Thank you everyone for understanding that I needed the weekend to recharge. From running eleven rehab groups, to twelve-step meetings, to 22 zoom meetings, my week was busy. In short, it was stressful enough without trying to write a blog post every day. This upcoming week everything will calm down as I have begun to reformat most of the group topics to meet an online video format. But by last Friday afternoon, I was burnt out and needed the next 48 hours to do nothing.
Saturday, I spent mostly binge-watching Netflix, but after eight hours of nothing else, I felt like a used sponge left in the sink. After the sad realization that the next series on Netflix was not going to answer any of life’s problems, I had to buckle down and start something different. I had to take a break away from the screen, so I picked up a book and began to read. For irony’s sake, I began with Albert Camus’s The Plague, but about six pages in, it became to surreal. There were too many parallels between Camus's absurd prose and the eerie similar headlines on my phone. Next I took an escapist approach. I read a few comic books and attempted to catch up on my latest 1,200 page fantasy novel (Yes, I am a nerd). Still feeling a little restless, I decided to journal. This in turn led to hours of reflection and being alone with my thoughts.
I am not sure if it’s because I have been working with LMU for the last two weeks, but recently I have been reflecting on years at college. A journey that started ten years ago and took way too long to finish. To put it simply, I was a mess in college. I did a lot of damage and eventually was kicked out in the second semester of my senior year. A lot of these memories bring both a sense of nostalgia and a subtle sense of melancholy. In the Big Book, the Promises state, “We will not regret the past nor wish to shut the door on it.” There is part of me that is grateful for the damage that I caused.

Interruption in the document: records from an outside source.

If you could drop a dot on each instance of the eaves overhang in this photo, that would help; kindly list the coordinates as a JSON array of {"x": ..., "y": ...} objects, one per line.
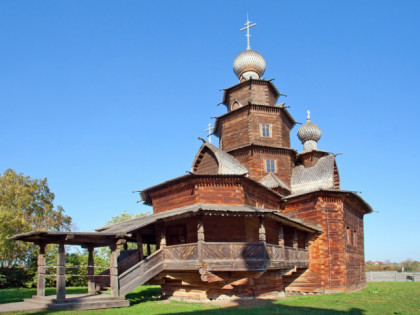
[
  {"x": 130, "y": 226},
  {"x": 331, "y": 192}
]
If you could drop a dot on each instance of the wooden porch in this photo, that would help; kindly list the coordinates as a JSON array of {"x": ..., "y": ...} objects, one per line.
[{"x": 210, "y": 257}]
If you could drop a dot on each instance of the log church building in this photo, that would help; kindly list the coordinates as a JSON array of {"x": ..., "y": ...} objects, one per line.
[{"x": 254, "y": 218}]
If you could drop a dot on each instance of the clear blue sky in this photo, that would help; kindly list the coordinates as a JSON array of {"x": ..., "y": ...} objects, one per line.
[{"x": 107, "y": 97}]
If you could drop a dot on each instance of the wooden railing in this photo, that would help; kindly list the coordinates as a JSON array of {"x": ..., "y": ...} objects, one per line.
[
  {"x": 233, "y": 251},
  {"x": 286, "y": 253},
  {"x": 215, "y": 256},
  {"x": 181, "y": 252}
]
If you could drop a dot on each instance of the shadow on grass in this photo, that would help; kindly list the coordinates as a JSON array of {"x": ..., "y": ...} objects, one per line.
[
  {"x": 148, "y": 294},
  {"x": 271, "y": 307},
  {"x": 239, "y": 306}
]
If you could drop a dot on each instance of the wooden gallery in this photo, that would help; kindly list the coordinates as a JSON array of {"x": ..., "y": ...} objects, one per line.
[{"x": 253, "y": 219}]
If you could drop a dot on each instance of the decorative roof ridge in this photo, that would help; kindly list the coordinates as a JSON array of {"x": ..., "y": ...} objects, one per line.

If it had not been for a few key events that I managed to screw up, I would not be sober today. Another part of me has noticed that there are still uncomfortable emotions lingering with these memories.
Having a few years under my belt, I can easily proclaim that feelings are not facts. I understand that in due time these melancholic episodes will eventually pass. They have, however, been placed under a microscope thanks to the stay-at-home order. And being an addict alone with his thoughts while trying to co-habitate with someone else is not a recipe for success. After I had been kicked out of school and my sobriety was beginning to take its painful hold, a mentor of mine said something interesting. He asked me, “Who would you be without that thought?” At the time I wasn’t really in the right headspace to hear what he was trying to ask me. To me, my life was over and I had no future. Today, I know that is far from the truth.
Today I change the question to, “Who would I be without these feelings of melancholy?” As I went throughout the day, I applied the same technique to other anxieties like “Who would I be if I brought home less income due to restrictions?” or “Who would I be if I lost a loved one to the virus?” or “Who would I be without the steps?” (Okay maybe not so much that last one). This question's strength is that it brings me back to reality. Instead of running down a rabbit hole with anxiety, depression, or melancholy, I remember this feeling does not have to overwhelm me. This question provides some buffering between me and whatever problem I think I have. I don't have to react to negative feelings; I can simply let them be. And when I can pause and take notice, it ultimately reminds me that the promises have come true for me. I do understand serenity and peace...if I work for them.